A complete Christmas landscape scene is one of the most ambitious and rewarding holiday drawings — a snowy village at night, the warm glow of windows against the dark sky, bare trees laden with snow, and perhaps a sledge track across a white hillside. Parikshet's guide builds the Christmas scenery layer by layer, from the background sky down to the foreground details.

🖍️ What You Need

  • Pencil and eraser
  • Dark blue or navy for the night sky
  • White marker or white gel pen for snow
  • Red and orange for window glow and decorations
  • Black fine-tip pen for outlines and tree branches

How to Draw a Christmas Winter Scene Step by Step

  1. Draw the background sky first — fill the upper portion of the page with a dark blue-black gradient. Leave a slightly lighter strip along the horizon where the sky meets the land.
  2. Add stars and the moon — white dots of varying sizes scattered across the sky. A large crescent or full moon in the upper area, with a soft glow halo around it.
  3. Draw the horizon and snowy hills — gentle rolling white hills across the middle of the page. Snow is drawn as white shapes with very slightly irregular top edges — not perfectly flat.
  4. Draw the village houses — simple rectangular bodies with triangular roofs. Heavy snow sits on each rooftop (a white rounded shape on top of each roof triangle). Chimneys with wispy smoke curls rising into the dark sky.
  5. Add the warm window glow — rectangular windows in yellow-orange, with a soft glow radiating outward. This warm light against the cold dark exterior is the most emotionally powerful element of a Christmas scene.
  6. Draw the snow-laden trees — bare trees have branching lines; conifer trees have triangular shapes. Heavy snow sits on each branch as a white blob, weighing the branch downward.
  7. Add foreground details — a snowman near the front, a sledge track curving up the hill, footprints in the snow, a fence partially buried in snow drifts.
💡 Parikshet's Tip: The warm orange window glow against the cold dark blue sky is the single most powerful emotional element in a winter night scene. Make those windows genuinely warm — deep orange-yellow — and surround them with a soft glow halo that fades into the dark wall. That contrast is what makes the scene feel cosy and safe.

🌟 Did You Know?

The image of a snowy Christmas with village scenes and horse-drawn sledges was popularised by the song 'Jingle Bells', written in 1857 by James Lord Pierpont. However, many places that celebrate Christmas — including Australia, South Africa, and most of South America — experience it in summer. The 'white Christmas' aesthetic is deeply rooted in 19th-century New England and Northern European imagery, not a universal experience.

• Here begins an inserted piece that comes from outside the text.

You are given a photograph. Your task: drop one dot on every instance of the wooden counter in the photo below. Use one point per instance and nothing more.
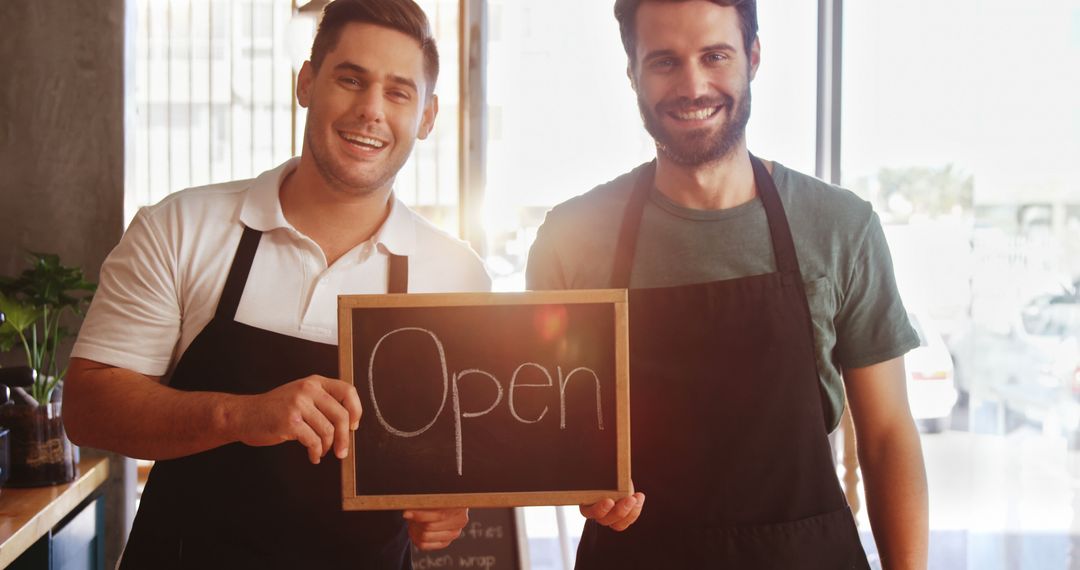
(28, 514)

Building a Christmas Scene: The Layer System

Always draw a landscape scene from back to front — furthest elements first:

  1. Sky — dark gradient, stars, moon
  2. Distant hills — lighter, less detailed (atmospheric perspective)
  3. Mid-ground — village, trees, main snow surface
  4. Foreground — snowman, sledge, footprints, fence

Elements closer to the viewer are drawn larger, darker, and with more detail. This layering is what creates the illusion of depth in landscape drawing.

🎯 Try This: Draw a Christmas Scene from Your Window

  1. Look out your actual window (or imagine what a snowy version would look like).
  2. Draw what you can see — buildings, trees, a street — as your base scene.
  3. Add the snow: white on every horizontal surface (roofs, window ledges, branches, pavements).
  4. Add Christmas lights on a building and a lit Christmas tree visible through one window.